10 november 2007

Wereldnieuws dat misschien niet in uw krant stond...

Cheney afgezet?

Het Amerikaanse congres behandelt momenteel (10 november 2007) een voorstel om een impeachment-procedure tegen vice-president Dick Cheney op te starten, onder meer wegens het bewust achterhouden van informatie en verdraaien van feiten om de oorlog in Irak mogelijk te maken.

bron1 (democracynow.org)

bron2 (dailykos.com)

Volgens een enquête van de American Research Group zijn 54 % van de volwassen Amerikanen voor het opstarten van de afzettingsprocedure tegen Dick Cheney (voor Bush bedraagt dit percentage 46 %).

bron1 (afterdowningstreet)

bron 2 (american research group)

Vertaalfoutje

De beruchte uitspraak van Irans president Ahmadinejad dat Israël van de kaart geveegd moet worden, berust op een verkeerde vertaling. Wel zei Ahmadinejad dat hij hoopte dat "dit regime, dat Jeruzalem bezet, zou verdwijnen".

bron1 (mohammadmossadegh.com)

bron2 (juancole.com)

Derde wereldoorlog

Volgens de Asia Times verklaarde Vladimir Poetin bij zijn bezoek aan Iran, eind oktober, dat Rusland een Amerikaanse aanval op Iran als een aanval op Rusland zou beschouwen.

bron (atimes.com)

President Bush over een "interessante dag"

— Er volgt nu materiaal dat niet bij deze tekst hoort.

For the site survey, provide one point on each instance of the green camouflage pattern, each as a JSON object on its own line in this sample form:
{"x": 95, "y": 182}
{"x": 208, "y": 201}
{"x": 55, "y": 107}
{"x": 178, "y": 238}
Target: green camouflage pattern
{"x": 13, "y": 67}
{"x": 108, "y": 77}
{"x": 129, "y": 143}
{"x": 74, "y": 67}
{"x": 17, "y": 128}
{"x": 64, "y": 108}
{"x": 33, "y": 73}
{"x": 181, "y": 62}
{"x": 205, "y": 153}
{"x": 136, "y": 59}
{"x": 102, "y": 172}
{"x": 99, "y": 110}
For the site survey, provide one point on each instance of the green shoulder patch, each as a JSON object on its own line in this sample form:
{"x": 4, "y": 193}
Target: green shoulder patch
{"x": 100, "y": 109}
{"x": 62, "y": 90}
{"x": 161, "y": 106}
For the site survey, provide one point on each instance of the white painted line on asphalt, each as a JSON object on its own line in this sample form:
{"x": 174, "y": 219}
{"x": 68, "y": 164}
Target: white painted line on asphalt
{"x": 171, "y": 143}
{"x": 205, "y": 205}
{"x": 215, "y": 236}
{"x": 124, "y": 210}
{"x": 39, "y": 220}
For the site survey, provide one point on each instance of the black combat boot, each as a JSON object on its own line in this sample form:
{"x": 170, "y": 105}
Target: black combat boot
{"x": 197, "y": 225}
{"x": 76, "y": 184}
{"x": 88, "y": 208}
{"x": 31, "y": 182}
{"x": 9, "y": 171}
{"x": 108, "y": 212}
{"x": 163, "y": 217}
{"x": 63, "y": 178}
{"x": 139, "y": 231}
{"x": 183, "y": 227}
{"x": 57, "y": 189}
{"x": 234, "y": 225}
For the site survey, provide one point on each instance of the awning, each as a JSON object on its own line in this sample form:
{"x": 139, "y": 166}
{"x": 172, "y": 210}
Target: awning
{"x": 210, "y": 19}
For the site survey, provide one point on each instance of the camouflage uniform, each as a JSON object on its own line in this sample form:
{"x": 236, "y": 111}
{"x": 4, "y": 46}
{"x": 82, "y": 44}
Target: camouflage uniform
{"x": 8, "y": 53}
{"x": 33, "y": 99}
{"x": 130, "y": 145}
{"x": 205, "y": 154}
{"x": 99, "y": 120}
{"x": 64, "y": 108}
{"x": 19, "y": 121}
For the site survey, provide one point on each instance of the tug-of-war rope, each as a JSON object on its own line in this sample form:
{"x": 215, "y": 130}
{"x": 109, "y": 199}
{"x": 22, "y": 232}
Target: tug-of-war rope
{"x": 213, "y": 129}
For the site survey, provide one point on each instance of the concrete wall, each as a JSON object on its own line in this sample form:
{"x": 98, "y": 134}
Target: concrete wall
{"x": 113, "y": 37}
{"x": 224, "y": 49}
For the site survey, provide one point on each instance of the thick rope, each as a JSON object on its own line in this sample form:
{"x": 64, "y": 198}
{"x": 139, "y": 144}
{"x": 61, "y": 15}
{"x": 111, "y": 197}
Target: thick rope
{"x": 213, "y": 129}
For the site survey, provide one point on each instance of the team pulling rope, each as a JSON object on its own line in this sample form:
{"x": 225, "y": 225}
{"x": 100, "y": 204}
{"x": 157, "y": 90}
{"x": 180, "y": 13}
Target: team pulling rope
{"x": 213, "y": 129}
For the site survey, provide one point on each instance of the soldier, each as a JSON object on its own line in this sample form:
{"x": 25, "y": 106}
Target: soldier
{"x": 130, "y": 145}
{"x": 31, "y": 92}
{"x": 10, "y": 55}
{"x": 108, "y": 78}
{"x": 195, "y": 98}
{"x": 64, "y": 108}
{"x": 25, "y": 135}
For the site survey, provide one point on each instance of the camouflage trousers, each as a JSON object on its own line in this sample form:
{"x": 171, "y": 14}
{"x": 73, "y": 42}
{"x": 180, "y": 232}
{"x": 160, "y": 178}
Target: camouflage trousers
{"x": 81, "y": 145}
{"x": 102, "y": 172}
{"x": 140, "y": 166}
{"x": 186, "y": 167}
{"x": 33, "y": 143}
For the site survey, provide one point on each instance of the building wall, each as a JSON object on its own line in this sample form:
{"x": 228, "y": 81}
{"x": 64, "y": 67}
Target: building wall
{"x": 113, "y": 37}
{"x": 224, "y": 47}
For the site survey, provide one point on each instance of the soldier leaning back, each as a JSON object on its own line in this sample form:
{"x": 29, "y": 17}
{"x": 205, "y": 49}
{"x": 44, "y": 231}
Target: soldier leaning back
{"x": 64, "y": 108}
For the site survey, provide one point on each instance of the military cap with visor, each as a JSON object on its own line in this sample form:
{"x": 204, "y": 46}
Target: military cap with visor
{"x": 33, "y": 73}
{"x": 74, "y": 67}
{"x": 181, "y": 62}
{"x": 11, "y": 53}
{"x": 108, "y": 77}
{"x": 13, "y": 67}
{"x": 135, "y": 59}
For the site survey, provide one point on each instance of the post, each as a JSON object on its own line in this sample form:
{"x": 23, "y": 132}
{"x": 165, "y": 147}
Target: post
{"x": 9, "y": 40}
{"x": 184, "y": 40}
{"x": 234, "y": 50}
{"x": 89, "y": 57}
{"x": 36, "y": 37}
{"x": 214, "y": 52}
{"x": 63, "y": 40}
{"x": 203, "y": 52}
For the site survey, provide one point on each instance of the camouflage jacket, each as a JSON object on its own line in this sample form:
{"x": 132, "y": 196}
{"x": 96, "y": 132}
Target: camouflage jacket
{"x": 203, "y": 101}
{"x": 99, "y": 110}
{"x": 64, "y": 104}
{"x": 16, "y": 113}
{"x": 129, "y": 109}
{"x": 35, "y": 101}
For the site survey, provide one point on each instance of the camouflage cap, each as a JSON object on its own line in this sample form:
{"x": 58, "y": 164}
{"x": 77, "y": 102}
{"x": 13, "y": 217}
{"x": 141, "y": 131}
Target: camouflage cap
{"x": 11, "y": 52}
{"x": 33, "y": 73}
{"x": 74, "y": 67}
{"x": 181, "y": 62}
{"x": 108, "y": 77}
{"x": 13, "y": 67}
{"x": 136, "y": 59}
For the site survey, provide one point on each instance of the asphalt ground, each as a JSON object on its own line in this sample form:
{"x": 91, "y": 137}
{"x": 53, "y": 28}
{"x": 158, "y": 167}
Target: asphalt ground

In december 2001 verklaarde George W. Bush dat hij op 11 september 2001 het eerste vliegtuig in het World Trade Center gebouw zag vliegen. "En ik zat buiten het klasje te wachten om binnen te gaan en ik zag hoe een vliegtuig de toren raakte – de tv stond kennelijk aan, en ik vloog vroeger zelf, en ik zei: "Wat een slechte piloot." En ik zei "Het moet een afschuwelijk ongeluk geweest zijn."

bron (CNN)

bekijk de video (18 sec.)

De volgende transcriptie van Bush' relaas vindt u op de website van het Witte Huis

Q(uestion): What was the first thing that went through your head when you heard that a plane crashed into the first building?

THE PRESIDENT: Yes. Well, I was sitting in a schoolhouse in Florida. I had gone down to tell my little brother what to do, and -- just kidding, Jeb. (Laughter.) And -- it's the mother in me. (Laughter.) Anyway, I was in the midst of learning about a reading program that works. I'm a big believer in basic education, and it starts with making sure every child learns to read. And therefore, we need to focus on the science of reading, not what may feel good or sound good when it comes to teaching children to read. (Applause.) I'm just getting a plug in for my reading initiative.

Anyway, I was sitting there, and my Chief of Staff -- well, first of all, when we walked into the classroom, I had seen this plane fly into the first building. There was a TV set on. And you know, I thought it was pilot error and I was amazed that anybody could make such a terrible mistake. And something was wrong with the plane, or -- anyway, I'm sitting there, listening to the briefing, and Andy Card came and said, "America is under attack."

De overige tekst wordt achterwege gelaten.